French publisher Short Édition has brought free stories to the city of Grenoble. Via vending machines. Spread out across eight locations, Short Édition has set up stations where residents can select a desired story length and the machine will print out a randomly-selected original tale.
The orange-and-black machines have three buttons: 1 minute, 3 minutes, and 5 minutes. The customer selects a desired length and receives a printed story, which looks like a long receipt with small but legible text.
Co-founder Christophe Sibieude reportedly said the machines are meant to fill time that would otherwise be used staring at mobile devices.
“The idea came to us in front of a vending machine containing chocolate bars and drinks,” he said. “We said to ourselves that we could do the same thing with good quality popular literature to occupy these little unproductive moments.”
According to a press release, Grenoble’s effort is also in line with a “commitment” to culture and literary creation. The vending machines, it says, supports the publishing industry and “promotes the development of the practice of writing.”

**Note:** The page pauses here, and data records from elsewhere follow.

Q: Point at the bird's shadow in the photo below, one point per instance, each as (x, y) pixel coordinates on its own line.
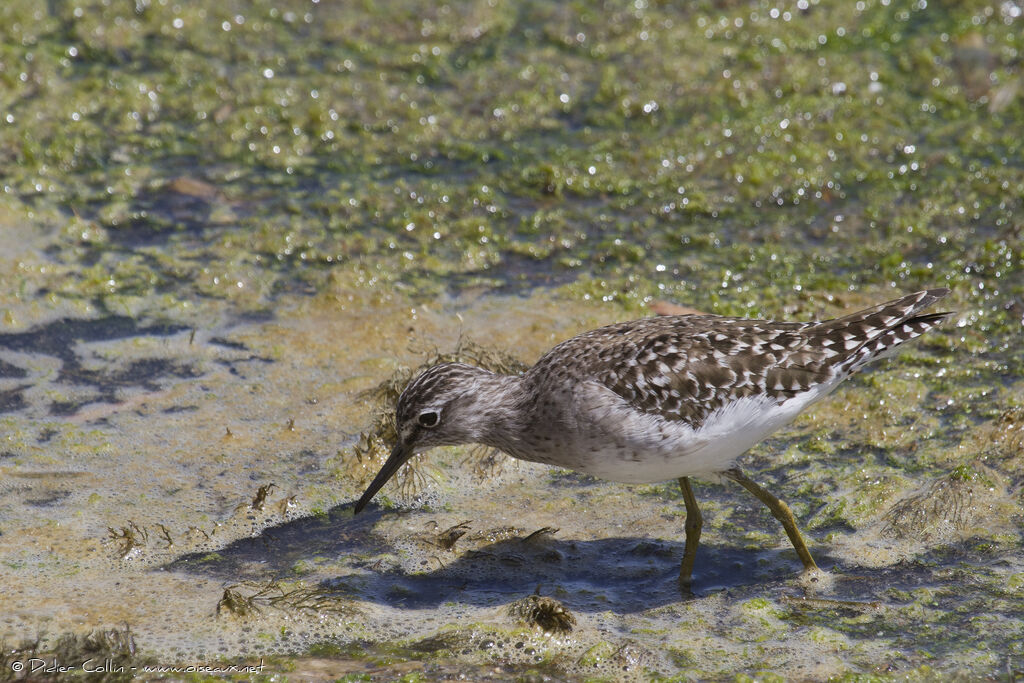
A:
(620, 573)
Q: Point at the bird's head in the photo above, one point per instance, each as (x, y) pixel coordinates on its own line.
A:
(438, 408)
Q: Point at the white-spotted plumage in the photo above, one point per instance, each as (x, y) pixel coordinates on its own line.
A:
(656, 398)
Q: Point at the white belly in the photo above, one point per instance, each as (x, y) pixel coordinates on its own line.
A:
(614, 441)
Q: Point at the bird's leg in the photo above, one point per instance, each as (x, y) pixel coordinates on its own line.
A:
(692, 525)
(781, 512)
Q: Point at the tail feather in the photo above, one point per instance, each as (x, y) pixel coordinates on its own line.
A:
(873, 333)
(898, 329)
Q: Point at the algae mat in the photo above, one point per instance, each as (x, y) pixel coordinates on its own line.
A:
(223, 226)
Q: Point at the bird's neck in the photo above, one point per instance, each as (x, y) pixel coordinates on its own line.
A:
(502, 402)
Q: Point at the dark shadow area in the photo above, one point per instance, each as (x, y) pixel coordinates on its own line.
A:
(59, 338)
(624, 574)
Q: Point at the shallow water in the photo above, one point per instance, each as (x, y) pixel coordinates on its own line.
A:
(272, 208)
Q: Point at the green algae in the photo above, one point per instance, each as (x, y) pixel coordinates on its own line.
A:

The stories are sourced from members of the Short Édition community, and it’s filled up enough that it’s unlikely that the user will ever see the same story twice. The Short Édition machines are an interesting combination of analog and digital innovations. It’s obviously mechanical, yet it produces something simple and tangible — a story. The dispenser has the potential to change how we engage with analog culture in the digital age — bringing the two together rather than replacing one another.